Certificate Transparency, the effort to detect misissued SSL certificates by publishing all certificates in public logs, only works if TLS clients reject certificates that are not logged. Otherwise, certificate authorities could just not log the certificates that they misissue. TLS clients accomplish this by requiring that a certificate be accompanied by a "signed certificate timestamp" (SCT), which is a promise by a log to include the certificate within 24 hours of the SCT's issuance timestamp. (This period is called the Maximum Merge Delay. It doesn't have to be 24 hours, but it is for all logs currently trusted by Chrome.) The SCT can be embedded in the certificate, the OCSP response (which the TLS server must staple), or the TLS handshake.

But an SCT is only a promise. What if the log breaks its promise and never includes the certificate? After all, certificate authorities promise not to issue bad certificates, but they do so in droves. We don't want to replace the problem of untrustworthy certificate authorities with the problem of untrustworthy Certificate Transparency logs. Fortunately, Certificate Transparency was designed to be verifiable, making it possible, in theory, for the TLS client to verify that the log fulfills its promise. Unfortunately, SCT verification seems to be a rather elusive problem in practice. In this post, I'm going to explore some of the possible solutions, and explain their shortcomings.

Direct Proof Fetching

A Certificate Transparency log stores its certificates in the leaves of an append-only Merkle Tree, which means the log can furnish efficient-to-verify cryptographic proofs that a certificate is included in the tree, and that one tree is an appendage of another. The log provides several HTTP endpoints for acquiring these proofs, which a TLS client can use to audit an SCT as follows:

  1. Use the get-sth endpoint to retrieve the log's latest signed tree head (STH). Store the returned tree head.

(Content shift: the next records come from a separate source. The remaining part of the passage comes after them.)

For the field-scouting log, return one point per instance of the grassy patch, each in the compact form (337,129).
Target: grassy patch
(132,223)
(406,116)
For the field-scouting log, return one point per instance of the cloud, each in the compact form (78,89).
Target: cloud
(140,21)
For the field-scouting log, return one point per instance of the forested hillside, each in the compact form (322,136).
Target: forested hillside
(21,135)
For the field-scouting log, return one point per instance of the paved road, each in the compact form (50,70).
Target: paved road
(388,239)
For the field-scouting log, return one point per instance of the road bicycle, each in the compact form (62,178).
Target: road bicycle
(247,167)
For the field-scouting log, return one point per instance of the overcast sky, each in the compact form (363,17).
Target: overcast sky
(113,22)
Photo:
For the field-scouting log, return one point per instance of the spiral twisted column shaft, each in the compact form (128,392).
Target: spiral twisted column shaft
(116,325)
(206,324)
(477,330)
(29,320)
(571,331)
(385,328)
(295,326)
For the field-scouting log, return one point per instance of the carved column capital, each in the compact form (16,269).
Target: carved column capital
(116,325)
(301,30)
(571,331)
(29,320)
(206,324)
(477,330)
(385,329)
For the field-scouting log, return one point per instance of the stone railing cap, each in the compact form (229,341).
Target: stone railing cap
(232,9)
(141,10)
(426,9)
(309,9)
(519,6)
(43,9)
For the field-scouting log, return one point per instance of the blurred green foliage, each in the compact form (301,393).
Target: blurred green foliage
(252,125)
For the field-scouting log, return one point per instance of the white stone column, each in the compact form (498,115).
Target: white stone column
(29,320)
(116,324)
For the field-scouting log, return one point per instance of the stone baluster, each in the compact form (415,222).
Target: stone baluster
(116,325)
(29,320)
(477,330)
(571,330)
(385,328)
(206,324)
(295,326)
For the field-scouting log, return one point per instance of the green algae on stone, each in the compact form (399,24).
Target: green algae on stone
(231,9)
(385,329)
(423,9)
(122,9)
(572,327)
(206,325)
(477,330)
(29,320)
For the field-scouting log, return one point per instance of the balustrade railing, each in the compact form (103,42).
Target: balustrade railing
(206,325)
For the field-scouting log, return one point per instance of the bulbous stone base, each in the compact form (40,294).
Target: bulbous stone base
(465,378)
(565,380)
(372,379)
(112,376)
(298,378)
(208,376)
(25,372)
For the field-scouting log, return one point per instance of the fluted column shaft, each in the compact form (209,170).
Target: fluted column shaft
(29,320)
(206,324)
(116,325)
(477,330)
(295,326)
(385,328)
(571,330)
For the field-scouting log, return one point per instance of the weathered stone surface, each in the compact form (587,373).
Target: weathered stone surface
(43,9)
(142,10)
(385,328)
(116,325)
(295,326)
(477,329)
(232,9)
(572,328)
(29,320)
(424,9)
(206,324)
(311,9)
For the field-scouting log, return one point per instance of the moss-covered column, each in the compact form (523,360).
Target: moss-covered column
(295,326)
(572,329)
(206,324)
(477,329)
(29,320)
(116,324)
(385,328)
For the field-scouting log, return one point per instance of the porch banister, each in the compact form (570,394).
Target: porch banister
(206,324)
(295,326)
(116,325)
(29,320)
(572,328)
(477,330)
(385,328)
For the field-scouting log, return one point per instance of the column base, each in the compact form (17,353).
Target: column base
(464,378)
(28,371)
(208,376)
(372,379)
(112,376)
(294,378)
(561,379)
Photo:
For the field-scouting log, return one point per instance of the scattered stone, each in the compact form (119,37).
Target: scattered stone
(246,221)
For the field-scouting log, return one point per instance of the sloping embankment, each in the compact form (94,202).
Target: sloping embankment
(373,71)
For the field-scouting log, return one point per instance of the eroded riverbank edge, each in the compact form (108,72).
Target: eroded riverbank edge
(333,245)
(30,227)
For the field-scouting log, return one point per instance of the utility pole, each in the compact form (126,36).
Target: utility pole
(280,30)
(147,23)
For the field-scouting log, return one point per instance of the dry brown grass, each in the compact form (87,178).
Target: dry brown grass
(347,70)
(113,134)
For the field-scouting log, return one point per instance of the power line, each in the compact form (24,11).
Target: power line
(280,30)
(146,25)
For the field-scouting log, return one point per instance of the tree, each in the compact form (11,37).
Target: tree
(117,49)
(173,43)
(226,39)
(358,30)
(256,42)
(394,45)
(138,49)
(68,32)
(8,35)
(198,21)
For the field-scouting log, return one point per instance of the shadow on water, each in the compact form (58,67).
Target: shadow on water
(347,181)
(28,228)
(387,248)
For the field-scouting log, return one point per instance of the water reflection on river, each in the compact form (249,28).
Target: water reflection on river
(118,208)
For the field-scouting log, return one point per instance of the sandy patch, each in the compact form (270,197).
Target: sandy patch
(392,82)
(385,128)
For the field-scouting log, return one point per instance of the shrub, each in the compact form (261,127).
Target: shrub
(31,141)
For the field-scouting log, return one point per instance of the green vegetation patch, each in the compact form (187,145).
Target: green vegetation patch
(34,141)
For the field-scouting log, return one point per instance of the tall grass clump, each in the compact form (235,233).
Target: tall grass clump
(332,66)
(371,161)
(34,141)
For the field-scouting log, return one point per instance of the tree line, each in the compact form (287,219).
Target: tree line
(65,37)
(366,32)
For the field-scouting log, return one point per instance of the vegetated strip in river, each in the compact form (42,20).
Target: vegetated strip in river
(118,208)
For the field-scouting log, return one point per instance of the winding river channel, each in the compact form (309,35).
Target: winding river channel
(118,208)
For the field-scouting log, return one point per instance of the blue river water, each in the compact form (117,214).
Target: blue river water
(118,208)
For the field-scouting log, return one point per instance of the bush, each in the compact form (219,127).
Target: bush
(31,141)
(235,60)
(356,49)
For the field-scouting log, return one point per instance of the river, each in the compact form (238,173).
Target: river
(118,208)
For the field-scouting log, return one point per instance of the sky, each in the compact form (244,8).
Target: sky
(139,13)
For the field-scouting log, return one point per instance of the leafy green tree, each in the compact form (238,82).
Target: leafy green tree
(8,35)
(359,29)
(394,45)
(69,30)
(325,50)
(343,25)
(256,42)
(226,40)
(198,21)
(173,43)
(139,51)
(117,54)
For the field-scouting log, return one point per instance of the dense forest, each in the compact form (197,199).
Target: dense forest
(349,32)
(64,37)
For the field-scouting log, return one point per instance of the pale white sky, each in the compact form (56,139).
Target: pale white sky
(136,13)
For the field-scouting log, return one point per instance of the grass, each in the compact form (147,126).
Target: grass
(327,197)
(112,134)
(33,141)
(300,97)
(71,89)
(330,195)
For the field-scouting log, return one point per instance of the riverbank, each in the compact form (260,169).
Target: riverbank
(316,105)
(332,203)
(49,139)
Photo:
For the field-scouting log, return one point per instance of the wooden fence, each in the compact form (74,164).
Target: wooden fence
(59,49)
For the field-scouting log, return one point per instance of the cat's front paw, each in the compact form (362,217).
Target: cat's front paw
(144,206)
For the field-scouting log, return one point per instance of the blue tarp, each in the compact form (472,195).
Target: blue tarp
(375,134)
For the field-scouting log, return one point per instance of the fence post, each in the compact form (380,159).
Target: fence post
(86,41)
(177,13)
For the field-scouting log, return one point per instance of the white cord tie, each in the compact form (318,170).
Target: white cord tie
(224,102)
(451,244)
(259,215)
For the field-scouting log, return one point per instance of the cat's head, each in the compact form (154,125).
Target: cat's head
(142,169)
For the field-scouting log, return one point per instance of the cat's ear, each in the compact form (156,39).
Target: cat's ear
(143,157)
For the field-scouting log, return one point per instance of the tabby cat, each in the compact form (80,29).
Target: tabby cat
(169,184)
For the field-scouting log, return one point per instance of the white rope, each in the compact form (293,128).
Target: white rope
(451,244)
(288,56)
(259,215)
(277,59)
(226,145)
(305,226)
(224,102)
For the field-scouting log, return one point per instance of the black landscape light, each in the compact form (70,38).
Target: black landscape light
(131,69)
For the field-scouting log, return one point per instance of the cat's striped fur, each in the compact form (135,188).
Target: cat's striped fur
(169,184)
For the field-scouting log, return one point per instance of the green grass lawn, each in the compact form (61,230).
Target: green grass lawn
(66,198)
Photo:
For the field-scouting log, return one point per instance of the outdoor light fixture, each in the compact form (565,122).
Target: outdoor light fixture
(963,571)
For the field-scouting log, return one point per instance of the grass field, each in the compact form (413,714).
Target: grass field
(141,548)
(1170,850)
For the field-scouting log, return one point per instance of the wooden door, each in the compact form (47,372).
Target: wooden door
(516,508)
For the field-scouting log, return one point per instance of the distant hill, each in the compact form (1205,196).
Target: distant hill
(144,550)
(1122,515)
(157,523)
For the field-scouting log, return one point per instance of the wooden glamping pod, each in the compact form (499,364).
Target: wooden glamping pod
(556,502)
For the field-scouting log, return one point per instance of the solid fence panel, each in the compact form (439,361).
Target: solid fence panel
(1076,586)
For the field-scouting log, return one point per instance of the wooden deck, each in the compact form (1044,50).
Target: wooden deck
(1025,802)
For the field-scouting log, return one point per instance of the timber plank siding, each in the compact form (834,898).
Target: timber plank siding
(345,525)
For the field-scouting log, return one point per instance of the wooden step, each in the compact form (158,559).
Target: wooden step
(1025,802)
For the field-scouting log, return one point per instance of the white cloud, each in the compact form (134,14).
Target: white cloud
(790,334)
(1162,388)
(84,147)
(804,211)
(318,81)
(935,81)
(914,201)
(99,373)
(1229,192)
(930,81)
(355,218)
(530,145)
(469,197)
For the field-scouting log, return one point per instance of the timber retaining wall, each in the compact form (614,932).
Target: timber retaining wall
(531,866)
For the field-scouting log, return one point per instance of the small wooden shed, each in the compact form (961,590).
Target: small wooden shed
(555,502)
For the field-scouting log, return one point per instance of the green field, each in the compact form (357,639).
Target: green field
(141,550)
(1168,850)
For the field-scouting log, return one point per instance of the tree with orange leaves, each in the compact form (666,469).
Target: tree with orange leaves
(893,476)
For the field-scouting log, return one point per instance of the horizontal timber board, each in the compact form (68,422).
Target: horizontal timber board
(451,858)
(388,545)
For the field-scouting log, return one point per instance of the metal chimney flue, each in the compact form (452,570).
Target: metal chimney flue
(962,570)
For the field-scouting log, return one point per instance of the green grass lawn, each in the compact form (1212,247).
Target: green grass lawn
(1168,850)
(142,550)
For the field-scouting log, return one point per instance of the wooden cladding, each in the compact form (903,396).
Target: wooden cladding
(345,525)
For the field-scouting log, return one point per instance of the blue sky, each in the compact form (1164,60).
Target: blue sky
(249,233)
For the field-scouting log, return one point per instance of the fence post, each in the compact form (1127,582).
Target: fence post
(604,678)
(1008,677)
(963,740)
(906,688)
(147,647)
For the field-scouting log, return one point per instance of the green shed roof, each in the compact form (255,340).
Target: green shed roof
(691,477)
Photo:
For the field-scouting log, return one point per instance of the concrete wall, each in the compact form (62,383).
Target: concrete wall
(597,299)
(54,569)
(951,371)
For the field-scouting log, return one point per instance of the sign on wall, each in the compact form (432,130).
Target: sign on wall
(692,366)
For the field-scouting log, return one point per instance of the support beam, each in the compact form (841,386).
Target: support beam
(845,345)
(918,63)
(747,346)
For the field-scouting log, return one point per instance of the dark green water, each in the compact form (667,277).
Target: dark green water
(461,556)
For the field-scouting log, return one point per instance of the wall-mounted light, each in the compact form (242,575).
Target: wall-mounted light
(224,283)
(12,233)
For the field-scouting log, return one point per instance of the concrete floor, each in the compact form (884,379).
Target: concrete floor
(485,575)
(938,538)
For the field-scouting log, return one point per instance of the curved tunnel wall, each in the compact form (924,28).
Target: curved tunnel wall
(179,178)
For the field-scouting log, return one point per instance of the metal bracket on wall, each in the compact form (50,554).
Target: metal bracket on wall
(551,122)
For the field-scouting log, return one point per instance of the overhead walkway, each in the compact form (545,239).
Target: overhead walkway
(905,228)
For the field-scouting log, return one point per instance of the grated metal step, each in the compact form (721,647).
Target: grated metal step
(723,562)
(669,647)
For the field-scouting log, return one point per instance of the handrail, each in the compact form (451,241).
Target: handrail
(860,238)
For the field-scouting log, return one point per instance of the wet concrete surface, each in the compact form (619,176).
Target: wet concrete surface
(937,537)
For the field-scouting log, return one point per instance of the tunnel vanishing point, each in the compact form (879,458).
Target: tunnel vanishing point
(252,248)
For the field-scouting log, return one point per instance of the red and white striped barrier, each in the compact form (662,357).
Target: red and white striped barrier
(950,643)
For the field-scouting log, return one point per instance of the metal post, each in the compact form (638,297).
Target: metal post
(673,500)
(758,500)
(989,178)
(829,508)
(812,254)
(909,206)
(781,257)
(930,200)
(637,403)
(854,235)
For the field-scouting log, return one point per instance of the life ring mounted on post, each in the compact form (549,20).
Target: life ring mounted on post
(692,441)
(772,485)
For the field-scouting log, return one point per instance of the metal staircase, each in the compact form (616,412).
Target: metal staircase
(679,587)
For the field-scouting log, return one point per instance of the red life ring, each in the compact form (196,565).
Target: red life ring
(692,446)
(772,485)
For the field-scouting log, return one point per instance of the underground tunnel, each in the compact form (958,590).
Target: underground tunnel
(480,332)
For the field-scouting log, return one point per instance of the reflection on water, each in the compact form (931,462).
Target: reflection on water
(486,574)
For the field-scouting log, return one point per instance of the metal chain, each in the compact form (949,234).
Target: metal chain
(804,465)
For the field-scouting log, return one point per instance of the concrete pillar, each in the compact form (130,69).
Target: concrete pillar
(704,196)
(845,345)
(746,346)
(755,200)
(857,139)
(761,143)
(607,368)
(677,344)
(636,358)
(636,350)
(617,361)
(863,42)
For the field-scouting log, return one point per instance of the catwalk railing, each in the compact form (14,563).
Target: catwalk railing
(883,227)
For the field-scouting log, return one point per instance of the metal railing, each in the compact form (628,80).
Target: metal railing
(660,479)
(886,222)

  2. Use the get-sth-consistency endpoint to retrieve a consistency proof between the tree represented by the previously-stored tree head, and the tree represented by the latest tree head. Verify the proof. If the proof is invalid, it means the new tree is not an appendage of the old tree, so the log has violated its append-only property.

  3. Use the get-proof-by-hash endpoint to retrieve an inclusion proof for the SCT based on the latest tree head. Verify the proof. If the proof is invalid, it means the log has not included the corresponding certificate in the log.

Note that steps 1 and 2 only need to be done periodically for each log, rather than once for every certificate validation.

There are several problems with direct proof fetching:

  1. Logs can't handle the load of every web browser everywhere contacting them for every TLS connection ever made.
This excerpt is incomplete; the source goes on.